One side does not trust all the others. The demolition derby will hurt commitment to defence (C2D) when political leaders have trashed and lambasted one another so viciously that rapproachment is unlikely. During an election campaign, political schadenfreude and C2D are inversely linked. The net result is an erosion in C2D as political entities hammer one another, especially in situations where the lines between political party and the State are blurred.

Indeed, if the PAP runs its campaign by its playbook, we can expect to see its political opponents come under even closer scrutiny - to phrase it politely - as polling day approaches.

Mind you, mopping up operations could continue way after the GE results are announced, further damaging opportunities for political reconciliation.

Such friction works to the advantage of unfriendly elements as a successful attack is likely to trigger a vicious blame game and finger pointing for any security failures, real or perceived.

It is therefore regrettable to see character mauling distract voters from pressing issues of the day (such as accountability) as fallout from such methods will only fuel mistrust and animosity among political opponents. Tactics that lack finesse also run the risk of losing support from Singaporeans who have traditionally supported the party with convincing national deliverables and a sensible approach towards defence planning.

In a perfect storm, character bashing may end up bolstering the resolve of the opposing camp and stirring misgivings among one's own supporters. (Mind you, political assassinations may yield results completely different from what the perpetrators imagined. Just ask the Filipinos about Benigno Aquino and what his death led to.)

Depending on the scale of the terror attack, a mounting death toll may exact a price from politicians voted in by Singaporeans to ensure more good years. The backlash from a failure to secure our future together could therefore result in the freak election result scenario so feared by PAP stalwarts. This scenario would weaken Singapore's international and regional standing as the city state's political system has not been built around a dual party system.

So will Singaporeans continue staying together, moving ahead if voters vent their post-attack fury on the PAP?

This is a weakness astute terror minds may be tempted to exploit - if not during GE 2011 then perhaps during a future election as the trophy target may prove too tempting to overlook.

And if Singaporeans fail to condemn the political circus, we do not have to wait for a luck strike by terrorists to tear apart this accidental nation. We may end up doing it ourselves.

1 comment:

Ngiam Shih Tung said...

I think it's more likely that in the Singapore context, a successful terror attack would drive voters towards the PAP. Essentially a flight to safety.

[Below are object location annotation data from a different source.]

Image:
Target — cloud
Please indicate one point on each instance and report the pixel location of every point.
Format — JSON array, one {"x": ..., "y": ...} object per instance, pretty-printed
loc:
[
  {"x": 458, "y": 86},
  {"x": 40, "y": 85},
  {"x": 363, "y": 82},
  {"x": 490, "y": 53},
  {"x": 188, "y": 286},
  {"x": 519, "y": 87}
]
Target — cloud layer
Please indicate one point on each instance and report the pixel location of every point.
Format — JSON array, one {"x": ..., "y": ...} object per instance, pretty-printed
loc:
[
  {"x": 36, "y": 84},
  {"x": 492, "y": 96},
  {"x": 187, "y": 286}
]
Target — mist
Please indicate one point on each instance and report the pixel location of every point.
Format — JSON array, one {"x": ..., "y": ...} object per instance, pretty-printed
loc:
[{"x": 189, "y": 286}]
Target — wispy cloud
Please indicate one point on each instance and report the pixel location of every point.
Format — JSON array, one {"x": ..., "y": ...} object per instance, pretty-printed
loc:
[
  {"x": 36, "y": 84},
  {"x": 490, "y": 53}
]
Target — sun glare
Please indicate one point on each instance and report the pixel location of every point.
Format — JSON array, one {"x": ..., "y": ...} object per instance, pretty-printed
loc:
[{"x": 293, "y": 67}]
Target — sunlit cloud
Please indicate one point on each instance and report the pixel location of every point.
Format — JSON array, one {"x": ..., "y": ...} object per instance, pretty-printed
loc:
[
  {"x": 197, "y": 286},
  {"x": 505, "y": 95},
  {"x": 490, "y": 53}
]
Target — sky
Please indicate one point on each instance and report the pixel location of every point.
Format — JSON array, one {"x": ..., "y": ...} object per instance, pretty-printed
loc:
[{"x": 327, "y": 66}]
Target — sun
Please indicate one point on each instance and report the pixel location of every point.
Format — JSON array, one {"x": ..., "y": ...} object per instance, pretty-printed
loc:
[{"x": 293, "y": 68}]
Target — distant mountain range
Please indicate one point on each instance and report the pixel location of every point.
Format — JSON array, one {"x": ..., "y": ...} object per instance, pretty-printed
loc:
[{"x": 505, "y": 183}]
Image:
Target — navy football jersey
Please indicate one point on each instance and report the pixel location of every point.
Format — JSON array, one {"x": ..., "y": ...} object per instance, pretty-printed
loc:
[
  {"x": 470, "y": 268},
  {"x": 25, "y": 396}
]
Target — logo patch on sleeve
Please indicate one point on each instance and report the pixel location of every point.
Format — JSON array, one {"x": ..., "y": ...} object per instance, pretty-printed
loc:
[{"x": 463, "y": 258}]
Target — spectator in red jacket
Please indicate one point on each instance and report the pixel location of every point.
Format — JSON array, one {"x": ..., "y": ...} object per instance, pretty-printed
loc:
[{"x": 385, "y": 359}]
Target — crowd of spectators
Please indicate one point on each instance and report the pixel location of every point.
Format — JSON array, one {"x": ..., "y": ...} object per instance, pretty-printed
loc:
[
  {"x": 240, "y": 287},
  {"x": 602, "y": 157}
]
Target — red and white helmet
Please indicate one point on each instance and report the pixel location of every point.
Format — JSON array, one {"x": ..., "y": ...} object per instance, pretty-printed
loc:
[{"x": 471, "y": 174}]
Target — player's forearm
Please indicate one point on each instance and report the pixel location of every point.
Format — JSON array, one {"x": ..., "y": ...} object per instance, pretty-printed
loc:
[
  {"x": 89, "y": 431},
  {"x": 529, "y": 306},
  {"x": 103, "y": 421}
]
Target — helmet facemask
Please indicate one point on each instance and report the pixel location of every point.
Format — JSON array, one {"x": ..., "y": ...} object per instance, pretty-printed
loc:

In the case of Spain, those who supported the US invasion of Iraq like to characterise the defeat of the pro-Bush Spanish PM as an act of appeasement on the part of the Spanish electorate. Other observers ascribe the defeat of PM Aznar to his inital attempt to cover up evidence of al-qaeda involement and blame the bombings instead on a domestic separatist movement for political advantage.

In the Singapore context, the electorate would only turn against the incumbent government if an incident occurred and the PAP tried first to blame it on gay activists or marxist conspirators but it then emerged before polling day that the perpetrators were associates of Mas Selamat.